Immunotherapy represents a transformative advancement in cancer treatment, now integrated into the management of almost all cancer types. Specifically, immune checkpoint blockade therapy has significantly improved survival rates for multiple cancers[33]. Antibiotic treatment can influence patient response to immunotherapy, although the mechanisms are not fully understood. The microbiome's impact on the tumor microenvironment can modulate inflammation, innate immunity, and the tumor microenvironment itself. Vancomycin can enhance dendritic cell antigen presentation and cancer immunity by depleting gut bacteria that consume short-chain fatty acids[34]. Depletion of the gut microbiota through broad-spectrum antibiotics leads to the expansion of Actinobacteria. Studies have shown that patients receiving anaerobic antibiotic treatment combined with targeted therapy for B-cell malignancies have significantly reduced survival rates[35], highlighting the impact of antibiotic treatment on immunotherapy. What’s more, strategies such as fecal microbiota transplantation and dietary interventions have been used to improve the success rate of immunotherapy. Research has confirmed that in advanced melanoma, there is an increase in fecal abundance of key bacterial species belonging to the Actinobacteria phylum (Bifidobacteriaceae species). Ruminococcaceae and Lachnospiraceae are associated with favorable outcomes after anti-PD-1 treatment[36, 37]. These findings suggest that gut cells can influence the efficacy of immunotherapy by regulating the number and function of immune cells. Therefore, interventions targeting the gut microbiota hold promise as a new direction for immunotherapy in OS.

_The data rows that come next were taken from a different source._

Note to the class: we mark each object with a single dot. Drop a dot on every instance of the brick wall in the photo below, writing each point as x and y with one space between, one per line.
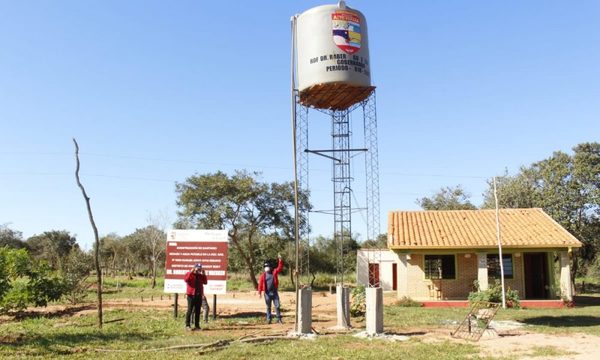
419 288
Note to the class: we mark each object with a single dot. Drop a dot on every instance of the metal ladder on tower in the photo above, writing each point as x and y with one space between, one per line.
477 321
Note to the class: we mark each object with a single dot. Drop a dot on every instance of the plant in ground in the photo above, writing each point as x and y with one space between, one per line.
359 301
494 294
405 301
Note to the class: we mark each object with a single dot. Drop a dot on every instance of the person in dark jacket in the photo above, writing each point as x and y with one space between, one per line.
195 280
268 283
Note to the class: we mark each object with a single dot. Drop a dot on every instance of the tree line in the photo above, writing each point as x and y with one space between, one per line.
259 217
565 185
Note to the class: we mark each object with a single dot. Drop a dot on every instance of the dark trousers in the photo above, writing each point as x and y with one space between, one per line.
272 297
194 304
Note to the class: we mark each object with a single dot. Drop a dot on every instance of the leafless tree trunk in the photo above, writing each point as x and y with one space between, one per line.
157 239
96 237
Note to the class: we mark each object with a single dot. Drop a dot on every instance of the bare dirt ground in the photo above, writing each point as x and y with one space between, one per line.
521 343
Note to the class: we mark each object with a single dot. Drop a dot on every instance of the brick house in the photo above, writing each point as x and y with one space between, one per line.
441 253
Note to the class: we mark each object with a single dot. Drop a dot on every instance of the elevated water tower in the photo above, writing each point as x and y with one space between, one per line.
331 74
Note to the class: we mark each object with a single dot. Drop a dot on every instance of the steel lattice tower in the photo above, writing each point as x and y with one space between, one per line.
371 167
303 185
342 186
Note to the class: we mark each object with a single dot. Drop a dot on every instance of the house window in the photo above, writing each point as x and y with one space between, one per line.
440 267
494 266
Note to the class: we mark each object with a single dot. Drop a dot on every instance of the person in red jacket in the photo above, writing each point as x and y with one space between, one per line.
268 283
195 280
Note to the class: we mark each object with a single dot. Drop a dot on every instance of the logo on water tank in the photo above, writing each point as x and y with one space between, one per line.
346 31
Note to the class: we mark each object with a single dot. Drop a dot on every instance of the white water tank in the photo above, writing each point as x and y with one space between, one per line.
332 49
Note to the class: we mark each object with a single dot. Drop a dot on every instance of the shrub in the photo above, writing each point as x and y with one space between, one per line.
358 307
25 282
408 302
494 294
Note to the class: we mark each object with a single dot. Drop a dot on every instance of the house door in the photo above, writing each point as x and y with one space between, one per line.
536 275
374 275
394 276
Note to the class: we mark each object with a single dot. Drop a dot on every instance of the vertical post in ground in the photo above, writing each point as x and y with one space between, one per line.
374 316
214 306
175 306
343 306
305 311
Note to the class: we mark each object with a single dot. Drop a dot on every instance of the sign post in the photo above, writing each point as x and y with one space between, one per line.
188 247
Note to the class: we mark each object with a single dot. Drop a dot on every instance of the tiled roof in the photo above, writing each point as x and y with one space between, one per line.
520 228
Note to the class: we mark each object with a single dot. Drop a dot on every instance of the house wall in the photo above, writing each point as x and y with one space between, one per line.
422 289
385 259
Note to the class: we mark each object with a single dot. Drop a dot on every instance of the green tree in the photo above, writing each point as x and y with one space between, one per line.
25 282
52 246
77 267
241 204
379 243
567 187
447 198
11 238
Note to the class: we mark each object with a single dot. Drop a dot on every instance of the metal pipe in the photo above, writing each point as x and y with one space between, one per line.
296 207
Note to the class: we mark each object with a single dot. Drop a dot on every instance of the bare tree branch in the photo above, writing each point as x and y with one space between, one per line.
96 237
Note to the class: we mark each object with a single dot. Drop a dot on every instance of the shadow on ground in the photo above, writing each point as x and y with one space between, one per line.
586 300
68 311
242 315
563 321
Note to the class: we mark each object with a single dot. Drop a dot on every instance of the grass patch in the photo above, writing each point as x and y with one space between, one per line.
546 351
78 337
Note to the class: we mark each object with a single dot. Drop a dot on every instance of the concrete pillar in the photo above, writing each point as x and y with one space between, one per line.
374 316
343 306
482 277
304 311
566 289
402 279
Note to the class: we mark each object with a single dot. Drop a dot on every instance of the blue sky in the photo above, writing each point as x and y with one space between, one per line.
155 91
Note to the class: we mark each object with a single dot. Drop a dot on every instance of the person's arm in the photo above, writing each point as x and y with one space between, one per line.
261 282
188 277
279 267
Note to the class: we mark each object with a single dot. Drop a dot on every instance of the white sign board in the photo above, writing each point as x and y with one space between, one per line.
188 247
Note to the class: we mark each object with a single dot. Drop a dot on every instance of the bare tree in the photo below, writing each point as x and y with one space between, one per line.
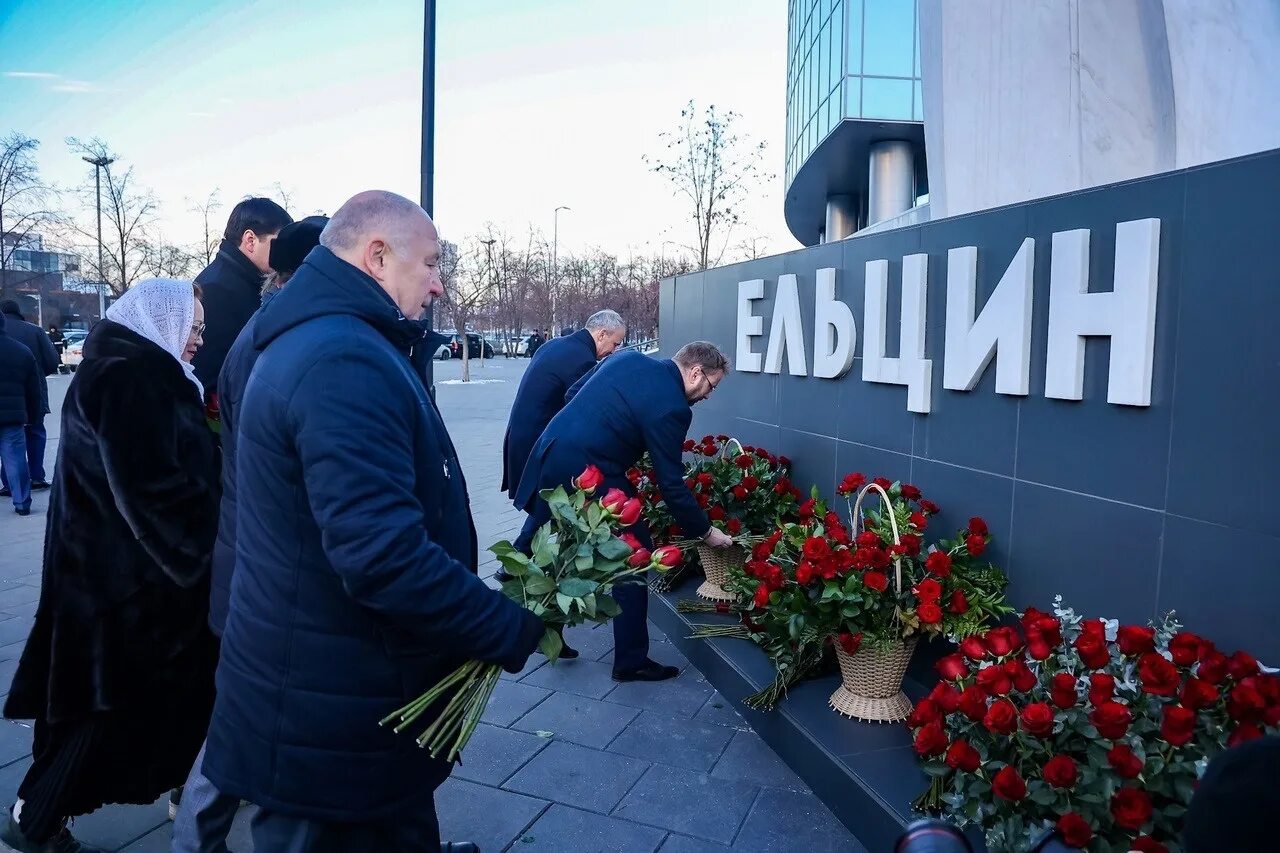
714 169
27 204
206 209
128 211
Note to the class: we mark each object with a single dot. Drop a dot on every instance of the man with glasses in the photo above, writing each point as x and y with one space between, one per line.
626 405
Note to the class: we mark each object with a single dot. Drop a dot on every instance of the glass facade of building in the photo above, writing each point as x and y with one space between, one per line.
849 59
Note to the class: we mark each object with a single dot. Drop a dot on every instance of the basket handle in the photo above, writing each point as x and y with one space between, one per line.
892 521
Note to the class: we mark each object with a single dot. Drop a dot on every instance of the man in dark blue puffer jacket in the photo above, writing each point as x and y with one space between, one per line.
355 584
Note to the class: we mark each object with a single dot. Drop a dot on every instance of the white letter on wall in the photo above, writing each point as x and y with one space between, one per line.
749 325
786 320
833 329
910 368
1127 314
1002 329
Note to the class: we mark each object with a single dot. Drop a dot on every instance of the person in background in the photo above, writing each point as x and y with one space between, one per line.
625 406
202 816
118 671
32 337
19 406
355 584
233 284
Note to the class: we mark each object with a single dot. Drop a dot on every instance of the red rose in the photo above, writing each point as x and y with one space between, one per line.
1093 651
946 697
589 479
963 757
938 562
1244 733
1242 666
876 580
1024 680
667 556
1063 689
1060 771
1111 720
1102 688
1136 641
928 591
929 614
1197 694
1159 676
952 667
1178 726
973 647
1212 666
1130 808
1002 641
1009 785
931 740
1185 648
630 512
1001 717
1075 830
1038 720
973 703
1124 761
924 712
995 680
851 483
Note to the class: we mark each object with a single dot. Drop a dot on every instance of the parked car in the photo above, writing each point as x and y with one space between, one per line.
474 343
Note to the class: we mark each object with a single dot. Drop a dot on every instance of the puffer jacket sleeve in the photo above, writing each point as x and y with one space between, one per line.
353 427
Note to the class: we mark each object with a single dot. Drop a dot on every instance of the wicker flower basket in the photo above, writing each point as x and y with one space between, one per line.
871 679
716 565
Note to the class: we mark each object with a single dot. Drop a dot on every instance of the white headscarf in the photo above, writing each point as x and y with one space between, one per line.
163 311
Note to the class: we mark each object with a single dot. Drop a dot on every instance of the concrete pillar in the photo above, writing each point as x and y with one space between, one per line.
841 217
891 181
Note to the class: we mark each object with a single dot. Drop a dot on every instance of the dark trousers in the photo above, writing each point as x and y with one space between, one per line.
36 441
630 626
414 833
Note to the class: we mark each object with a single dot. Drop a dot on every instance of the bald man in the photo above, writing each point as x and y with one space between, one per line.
355 584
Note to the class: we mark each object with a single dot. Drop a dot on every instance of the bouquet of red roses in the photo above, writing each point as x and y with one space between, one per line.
577 559
1097 729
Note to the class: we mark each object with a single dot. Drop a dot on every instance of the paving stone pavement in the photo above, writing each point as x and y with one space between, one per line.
566 758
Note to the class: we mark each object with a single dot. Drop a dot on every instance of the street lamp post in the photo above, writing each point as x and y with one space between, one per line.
554 264
99 164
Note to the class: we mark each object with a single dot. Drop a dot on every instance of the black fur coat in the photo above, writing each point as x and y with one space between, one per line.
120 629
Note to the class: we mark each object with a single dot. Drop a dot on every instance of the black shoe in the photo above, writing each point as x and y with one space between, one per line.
650 671
12 839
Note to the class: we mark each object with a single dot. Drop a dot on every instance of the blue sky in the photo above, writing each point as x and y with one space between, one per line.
540 103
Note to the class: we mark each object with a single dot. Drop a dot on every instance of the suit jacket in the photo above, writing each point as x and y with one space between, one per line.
556 366
626 405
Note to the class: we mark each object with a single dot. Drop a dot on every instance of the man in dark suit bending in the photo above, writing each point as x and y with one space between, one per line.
625 406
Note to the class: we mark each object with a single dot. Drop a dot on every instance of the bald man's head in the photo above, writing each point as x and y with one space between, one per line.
393 241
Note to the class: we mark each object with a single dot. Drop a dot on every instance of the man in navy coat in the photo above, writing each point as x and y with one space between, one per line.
355 584
625 406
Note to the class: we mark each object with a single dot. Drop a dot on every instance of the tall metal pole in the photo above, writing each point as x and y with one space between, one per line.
556 265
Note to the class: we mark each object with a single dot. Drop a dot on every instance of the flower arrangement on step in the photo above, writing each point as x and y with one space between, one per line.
1098 730
577 559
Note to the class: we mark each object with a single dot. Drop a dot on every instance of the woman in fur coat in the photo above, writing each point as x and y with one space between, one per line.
118 673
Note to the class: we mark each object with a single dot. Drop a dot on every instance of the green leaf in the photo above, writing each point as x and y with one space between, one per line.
577 587
551 644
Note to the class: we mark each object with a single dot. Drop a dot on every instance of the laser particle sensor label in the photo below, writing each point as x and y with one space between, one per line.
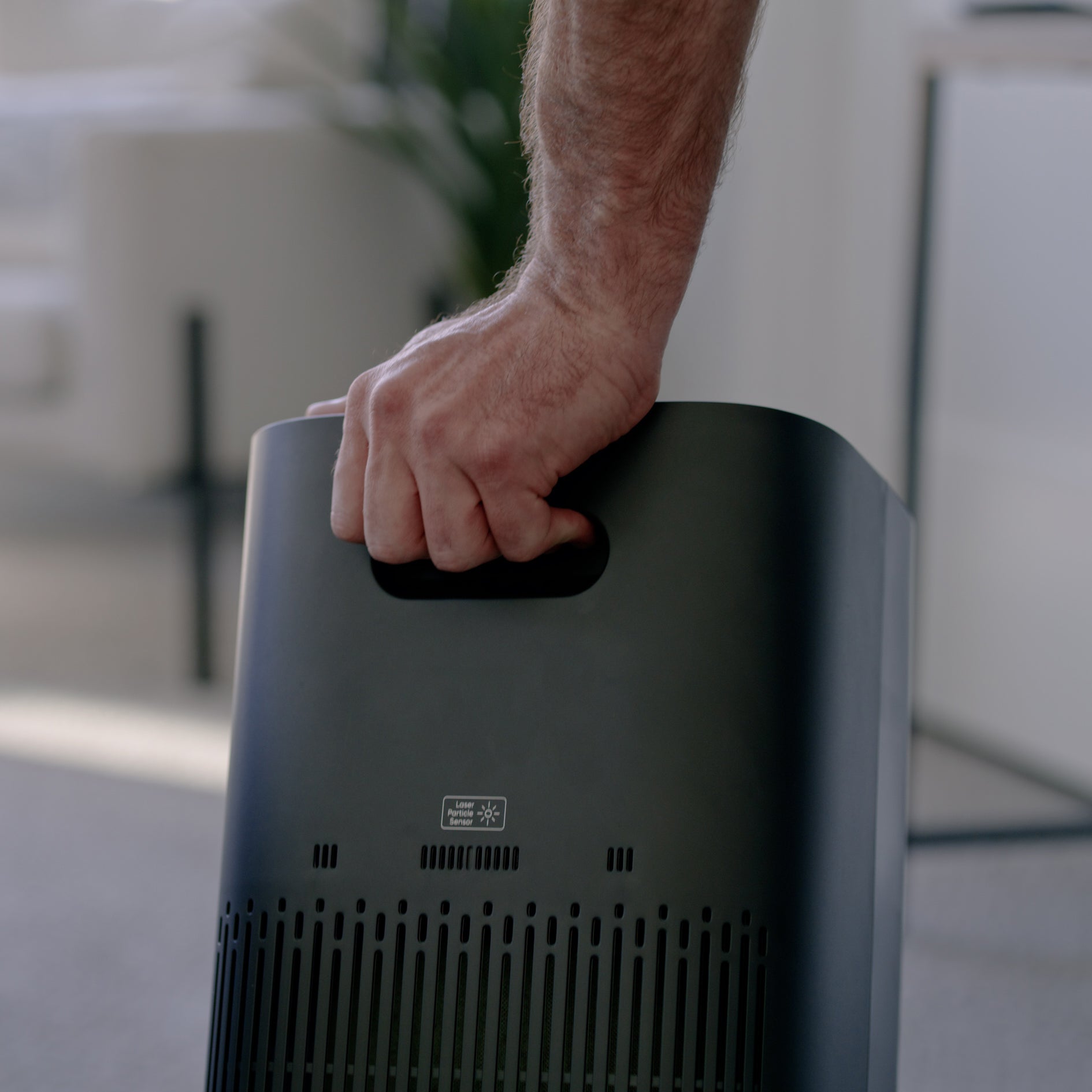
473 813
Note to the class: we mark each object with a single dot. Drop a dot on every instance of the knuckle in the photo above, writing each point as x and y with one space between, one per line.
344 526
514 541
450 560
356 400
391 552
494 459
435 432
389 402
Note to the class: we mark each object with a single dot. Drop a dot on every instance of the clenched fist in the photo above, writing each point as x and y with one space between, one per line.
450 449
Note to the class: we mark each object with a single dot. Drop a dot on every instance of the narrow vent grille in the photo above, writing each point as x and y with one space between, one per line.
621 859
325 855
474 859
327 1001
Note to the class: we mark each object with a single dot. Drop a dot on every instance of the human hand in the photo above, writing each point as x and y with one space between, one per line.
450 449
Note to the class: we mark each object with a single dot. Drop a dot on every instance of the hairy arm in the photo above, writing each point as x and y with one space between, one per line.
451 448
626 116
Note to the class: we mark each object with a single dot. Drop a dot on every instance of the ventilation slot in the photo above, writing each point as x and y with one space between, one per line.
304 1002
621 860
529 947
325 855
463 859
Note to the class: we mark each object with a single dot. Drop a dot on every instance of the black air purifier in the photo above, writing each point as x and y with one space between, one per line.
628 819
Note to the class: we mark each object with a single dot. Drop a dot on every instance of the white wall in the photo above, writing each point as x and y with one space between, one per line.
1006 617
800 300
797 299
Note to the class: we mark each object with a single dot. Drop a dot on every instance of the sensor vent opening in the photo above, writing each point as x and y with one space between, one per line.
325 855
476 859
621 859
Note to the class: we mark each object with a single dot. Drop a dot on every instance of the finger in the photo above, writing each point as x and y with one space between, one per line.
393 529
347 508
327 408
456 526
525 526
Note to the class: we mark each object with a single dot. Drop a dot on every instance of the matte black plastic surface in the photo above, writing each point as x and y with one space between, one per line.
698 763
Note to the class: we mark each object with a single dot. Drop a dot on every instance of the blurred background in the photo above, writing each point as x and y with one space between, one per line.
213 212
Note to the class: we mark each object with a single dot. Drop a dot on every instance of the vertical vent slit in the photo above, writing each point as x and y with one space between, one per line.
699 1062
456 1057
417 1019
392 1054
615 1005
679 1028
483 1012
635 1022
759 1022
214 1007
256 1030
441 971
354 1006
547 1024
742 1022
570 1005
722 1027
377 979
328 1066
313 1007
228 1026
289 1042
506 974
593 987
529 947
274 1005
220 1015
658 1008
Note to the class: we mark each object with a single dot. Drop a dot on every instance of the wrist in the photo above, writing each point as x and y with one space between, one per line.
595 328
603 299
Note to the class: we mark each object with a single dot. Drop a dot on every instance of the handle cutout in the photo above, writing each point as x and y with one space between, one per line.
566 571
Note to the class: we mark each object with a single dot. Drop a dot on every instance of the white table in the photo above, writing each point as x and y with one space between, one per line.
1023 44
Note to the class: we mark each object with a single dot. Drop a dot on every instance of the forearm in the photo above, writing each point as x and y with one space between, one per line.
627 110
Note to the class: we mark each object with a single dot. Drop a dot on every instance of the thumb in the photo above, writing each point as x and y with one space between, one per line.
567 526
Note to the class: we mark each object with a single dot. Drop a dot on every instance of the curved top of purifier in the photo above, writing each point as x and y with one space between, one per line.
685 408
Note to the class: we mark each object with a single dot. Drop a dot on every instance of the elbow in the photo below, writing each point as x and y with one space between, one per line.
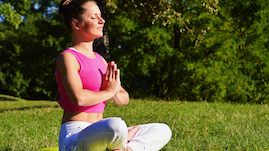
78 101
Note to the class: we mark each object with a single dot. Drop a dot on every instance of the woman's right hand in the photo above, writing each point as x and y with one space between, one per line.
111 80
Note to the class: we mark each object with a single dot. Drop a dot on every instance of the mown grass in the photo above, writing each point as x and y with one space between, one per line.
32 125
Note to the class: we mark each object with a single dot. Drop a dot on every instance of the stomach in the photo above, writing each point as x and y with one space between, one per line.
81 116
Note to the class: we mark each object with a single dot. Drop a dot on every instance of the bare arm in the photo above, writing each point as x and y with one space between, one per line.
121 97
68 68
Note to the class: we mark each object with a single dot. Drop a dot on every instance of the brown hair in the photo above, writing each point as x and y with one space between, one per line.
72 9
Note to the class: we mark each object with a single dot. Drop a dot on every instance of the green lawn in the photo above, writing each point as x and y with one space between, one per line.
32 125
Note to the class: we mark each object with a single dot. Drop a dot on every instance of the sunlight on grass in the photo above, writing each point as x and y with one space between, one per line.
32 125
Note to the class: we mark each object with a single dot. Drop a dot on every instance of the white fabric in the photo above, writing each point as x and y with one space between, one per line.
111 133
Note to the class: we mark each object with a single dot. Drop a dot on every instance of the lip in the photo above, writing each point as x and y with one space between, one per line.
100 28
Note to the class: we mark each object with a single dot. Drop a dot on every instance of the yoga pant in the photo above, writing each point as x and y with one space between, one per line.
111 133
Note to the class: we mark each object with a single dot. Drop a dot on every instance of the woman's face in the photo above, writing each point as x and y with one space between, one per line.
91 23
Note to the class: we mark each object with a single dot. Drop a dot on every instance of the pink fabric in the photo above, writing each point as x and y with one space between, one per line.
91 72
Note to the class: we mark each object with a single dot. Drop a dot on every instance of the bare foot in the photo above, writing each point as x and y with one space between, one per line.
131 132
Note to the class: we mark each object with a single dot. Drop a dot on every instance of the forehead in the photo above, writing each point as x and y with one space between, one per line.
91 8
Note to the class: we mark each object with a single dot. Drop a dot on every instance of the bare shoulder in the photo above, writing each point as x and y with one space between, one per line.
104 60
67 61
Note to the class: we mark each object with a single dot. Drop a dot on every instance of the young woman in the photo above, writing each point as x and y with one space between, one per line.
85 81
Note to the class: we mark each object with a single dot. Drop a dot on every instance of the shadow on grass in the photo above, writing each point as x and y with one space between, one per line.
29 108
4 97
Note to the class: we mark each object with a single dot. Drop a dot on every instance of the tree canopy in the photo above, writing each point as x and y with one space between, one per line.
190 50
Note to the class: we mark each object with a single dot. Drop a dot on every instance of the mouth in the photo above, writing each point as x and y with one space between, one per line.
100 28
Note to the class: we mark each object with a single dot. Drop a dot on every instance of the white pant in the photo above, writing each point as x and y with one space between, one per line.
111 133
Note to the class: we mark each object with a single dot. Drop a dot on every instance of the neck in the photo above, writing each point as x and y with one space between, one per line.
82 44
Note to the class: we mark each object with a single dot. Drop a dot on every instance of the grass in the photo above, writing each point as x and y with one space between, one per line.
32 125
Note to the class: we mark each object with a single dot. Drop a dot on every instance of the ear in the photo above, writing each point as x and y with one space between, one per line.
75 24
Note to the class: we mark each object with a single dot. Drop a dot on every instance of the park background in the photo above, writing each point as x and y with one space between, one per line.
172 55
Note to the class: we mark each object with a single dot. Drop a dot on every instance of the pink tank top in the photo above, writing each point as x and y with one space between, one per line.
91 72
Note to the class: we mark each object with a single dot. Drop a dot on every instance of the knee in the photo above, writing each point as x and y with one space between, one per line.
117 125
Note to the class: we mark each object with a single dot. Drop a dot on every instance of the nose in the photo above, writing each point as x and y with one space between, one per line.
101 20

The gut microbiome is an emerging and crucial field in OS research. Although current research is limited, evidence suggests that changes in the gut microbiome are closely related to the occurrence, development, and treatment outcomes of OS. Future studies are likely to uncover deeper mechanisms and provide new insights for the prevention and treatment of OS. With advancements in science and technology, research on the gut microbiome will offer a more comprehensive understanding of cancer and drive the development of personalized medicine. Interventions targeting the gut microbiota, such as FMT and dietary interventions, are expected to become integral components of comprehensive OS treatment. As research progresses, the application prospects of the gut microbiome in cancer treatment will broaden further.